Pjs Ketua Komisi Nasional Perlindungan Anak (Komnas PA), Lia Latifah mengungkapkan, minimnya dukungan moril untuk korban bahkan membuat banyak anak enggan melaporkan kasus dialami.
Pada Tahun 2023 saat kegiatan edukasi pencegahan bullying dan kekerasan ke 57 sekolah jenjang SD, SMP bahkan Komnas PA mendapati banyak anak korban kekerasan yang hanya bisa diam.
“Ada satu anak kelas 6 SD di Jakarta Pusat mendapat kekerasan seksual dari guru ekskulnya. Dia bercerita kejadiannya kelas 4. Berarti kan sudah dua tahun yang lalu kejadian,” ujar Lia pada awak media di Jakarta, Jumat (2/2).
Saat ditanya psikolog Komnas PA, anak korban kekerasan seksual itu menyebut dia sebelumnya tidak berani melaporkan kasus dialami karena khawatir dengan sikap orang di sekitar.
Korban mengaku khawatir bila melaporkan kasusnya ke guru di sekolah, bukan dukungan moril didapat dan pendampingan diharapkan.
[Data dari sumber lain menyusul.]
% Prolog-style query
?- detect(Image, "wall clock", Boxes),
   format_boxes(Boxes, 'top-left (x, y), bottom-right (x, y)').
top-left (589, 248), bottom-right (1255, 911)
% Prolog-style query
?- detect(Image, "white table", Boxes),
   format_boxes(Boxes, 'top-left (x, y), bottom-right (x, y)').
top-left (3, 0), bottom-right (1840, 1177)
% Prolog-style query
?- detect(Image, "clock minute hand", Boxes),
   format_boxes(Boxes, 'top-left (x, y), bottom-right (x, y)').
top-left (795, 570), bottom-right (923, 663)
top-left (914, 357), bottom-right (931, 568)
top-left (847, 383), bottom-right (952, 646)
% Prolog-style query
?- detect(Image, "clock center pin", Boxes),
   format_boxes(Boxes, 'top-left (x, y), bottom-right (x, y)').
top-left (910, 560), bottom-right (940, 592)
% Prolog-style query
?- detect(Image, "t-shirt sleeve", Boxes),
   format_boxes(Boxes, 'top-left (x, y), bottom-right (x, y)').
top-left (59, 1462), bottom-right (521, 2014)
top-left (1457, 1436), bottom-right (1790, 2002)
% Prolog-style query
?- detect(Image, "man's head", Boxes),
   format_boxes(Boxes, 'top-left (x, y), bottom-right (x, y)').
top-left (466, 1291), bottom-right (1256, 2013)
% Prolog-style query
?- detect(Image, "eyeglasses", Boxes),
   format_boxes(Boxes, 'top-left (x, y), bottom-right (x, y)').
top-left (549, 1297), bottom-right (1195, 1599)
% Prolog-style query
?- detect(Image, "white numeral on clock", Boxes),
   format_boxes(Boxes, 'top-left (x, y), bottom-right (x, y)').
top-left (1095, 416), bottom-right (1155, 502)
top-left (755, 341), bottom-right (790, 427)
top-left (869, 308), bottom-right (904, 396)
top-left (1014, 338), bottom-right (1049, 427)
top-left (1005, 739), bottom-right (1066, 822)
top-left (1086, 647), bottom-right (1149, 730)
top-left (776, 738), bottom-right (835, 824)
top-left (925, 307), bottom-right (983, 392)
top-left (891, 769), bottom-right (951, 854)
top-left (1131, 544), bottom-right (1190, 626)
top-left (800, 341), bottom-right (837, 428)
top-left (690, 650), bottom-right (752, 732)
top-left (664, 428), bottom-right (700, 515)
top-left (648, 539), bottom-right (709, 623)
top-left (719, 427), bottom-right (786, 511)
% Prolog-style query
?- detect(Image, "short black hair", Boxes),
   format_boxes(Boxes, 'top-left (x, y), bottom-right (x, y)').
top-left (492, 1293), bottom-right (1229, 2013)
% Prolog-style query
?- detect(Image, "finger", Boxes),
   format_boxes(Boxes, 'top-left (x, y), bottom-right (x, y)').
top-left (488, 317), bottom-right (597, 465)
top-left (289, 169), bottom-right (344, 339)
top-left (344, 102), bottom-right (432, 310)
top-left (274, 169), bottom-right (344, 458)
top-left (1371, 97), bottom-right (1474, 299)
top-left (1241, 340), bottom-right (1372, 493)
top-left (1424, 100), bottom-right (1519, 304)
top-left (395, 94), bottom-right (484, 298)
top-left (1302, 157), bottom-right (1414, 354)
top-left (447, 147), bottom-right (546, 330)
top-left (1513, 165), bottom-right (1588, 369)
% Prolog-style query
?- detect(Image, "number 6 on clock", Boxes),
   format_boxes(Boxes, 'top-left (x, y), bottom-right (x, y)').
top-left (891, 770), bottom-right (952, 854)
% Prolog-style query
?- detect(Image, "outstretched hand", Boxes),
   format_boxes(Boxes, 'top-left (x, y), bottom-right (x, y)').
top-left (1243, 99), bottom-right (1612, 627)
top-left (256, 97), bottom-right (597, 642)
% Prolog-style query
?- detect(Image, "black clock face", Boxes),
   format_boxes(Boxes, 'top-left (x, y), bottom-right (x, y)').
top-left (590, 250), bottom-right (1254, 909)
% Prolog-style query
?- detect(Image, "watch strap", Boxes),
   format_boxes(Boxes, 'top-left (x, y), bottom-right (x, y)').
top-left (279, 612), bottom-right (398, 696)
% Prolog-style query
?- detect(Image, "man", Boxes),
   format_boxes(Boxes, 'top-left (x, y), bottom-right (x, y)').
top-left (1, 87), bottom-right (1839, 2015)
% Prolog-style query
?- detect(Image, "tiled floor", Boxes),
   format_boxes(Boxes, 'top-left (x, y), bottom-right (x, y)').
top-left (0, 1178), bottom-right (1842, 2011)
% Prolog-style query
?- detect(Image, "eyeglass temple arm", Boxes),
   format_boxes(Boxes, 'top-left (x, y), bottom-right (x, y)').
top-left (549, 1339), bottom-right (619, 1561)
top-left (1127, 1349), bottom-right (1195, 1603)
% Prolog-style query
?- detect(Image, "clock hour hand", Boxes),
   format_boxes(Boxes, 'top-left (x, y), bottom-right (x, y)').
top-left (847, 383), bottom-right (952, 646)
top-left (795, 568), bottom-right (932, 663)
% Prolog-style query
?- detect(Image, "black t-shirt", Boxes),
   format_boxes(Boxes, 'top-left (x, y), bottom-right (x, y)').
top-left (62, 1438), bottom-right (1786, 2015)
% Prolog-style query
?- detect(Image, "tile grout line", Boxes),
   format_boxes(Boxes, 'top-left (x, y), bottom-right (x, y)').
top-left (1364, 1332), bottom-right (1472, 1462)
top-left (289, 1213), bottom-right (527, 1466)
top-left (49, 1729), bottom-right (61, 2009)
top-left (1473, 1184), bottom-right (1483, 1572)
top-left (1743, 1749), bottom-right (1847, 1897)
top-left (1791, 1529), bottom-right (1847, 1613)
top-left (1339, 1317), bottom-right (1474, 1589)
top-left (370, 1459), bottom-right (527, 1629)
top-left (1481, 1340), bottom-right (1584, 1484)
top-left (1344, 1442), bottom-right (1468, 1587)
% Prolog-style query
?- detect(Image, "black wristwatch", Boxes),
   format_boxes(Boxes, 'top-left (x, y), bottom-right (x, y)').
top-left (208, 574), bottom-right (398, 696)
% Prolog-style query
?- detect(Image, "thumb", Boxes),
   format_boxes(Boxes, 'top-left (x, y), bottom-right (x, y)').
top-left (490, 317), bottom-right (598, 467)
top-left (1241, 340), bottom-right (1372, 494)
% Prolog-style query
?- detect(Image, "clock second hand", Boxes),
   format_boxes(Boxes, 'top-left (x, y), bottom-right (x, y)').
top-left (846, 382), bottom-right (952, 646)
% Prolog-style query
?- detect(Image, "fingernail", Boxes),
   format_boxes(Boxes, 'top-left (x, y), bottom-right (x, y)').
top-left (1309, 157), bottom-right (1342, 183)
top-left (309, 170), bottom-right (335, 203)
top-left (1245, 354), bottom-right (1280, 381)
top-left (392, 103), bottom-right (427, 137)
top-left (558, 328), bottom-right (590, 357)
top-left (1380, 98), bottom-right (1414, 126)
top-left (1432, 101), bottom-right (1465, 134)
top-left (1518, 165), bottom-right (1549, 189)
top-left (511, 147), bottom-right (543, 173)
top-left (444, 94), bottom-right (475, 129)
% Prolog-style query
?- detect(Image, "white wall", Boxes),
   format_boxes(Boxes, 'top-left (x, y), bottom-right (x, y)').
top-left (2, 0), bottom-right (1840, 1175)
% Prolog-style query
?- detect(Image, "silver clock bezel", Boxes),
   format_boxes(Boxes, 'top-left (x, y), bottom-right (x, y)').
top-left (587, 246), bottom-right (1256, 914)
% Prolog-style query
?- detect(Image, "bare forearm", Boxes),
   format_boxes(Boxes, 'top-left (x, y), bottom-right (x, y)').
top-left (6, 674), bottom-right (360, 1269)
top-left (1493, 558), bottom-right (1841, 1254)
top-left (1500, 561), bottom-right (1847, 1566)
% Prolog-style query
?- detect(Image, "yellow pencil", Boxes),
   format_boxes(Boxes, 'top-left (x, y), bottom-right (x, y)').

Sebaliknya dia (anak korban) justru menjadi bahan perbincangan di sekolah.
“Kita tanya kenapa enggak cerita sama orangtua. Katanya kalau aku cerita sama papah, mamah pasti nanti aku dimarahi, aku disalah-salahin, aku enggak mau. Mendingan aku diam,” jelas Lia.
Contoh kasus lain ditemukan Komnas PA adanya anak kelas 2 SMP yang menceritakan bahwa pada saat mengenyam di SD dia menjadi korban pelecehan seksual dari sepupunya.
Tak ayal, korban memilih terus memendam kasus dialami tanpa melaporkan ke orang terdekat juga karena khawatir bila dia bercerita maka dia justru disalahkan atas kasus dialami.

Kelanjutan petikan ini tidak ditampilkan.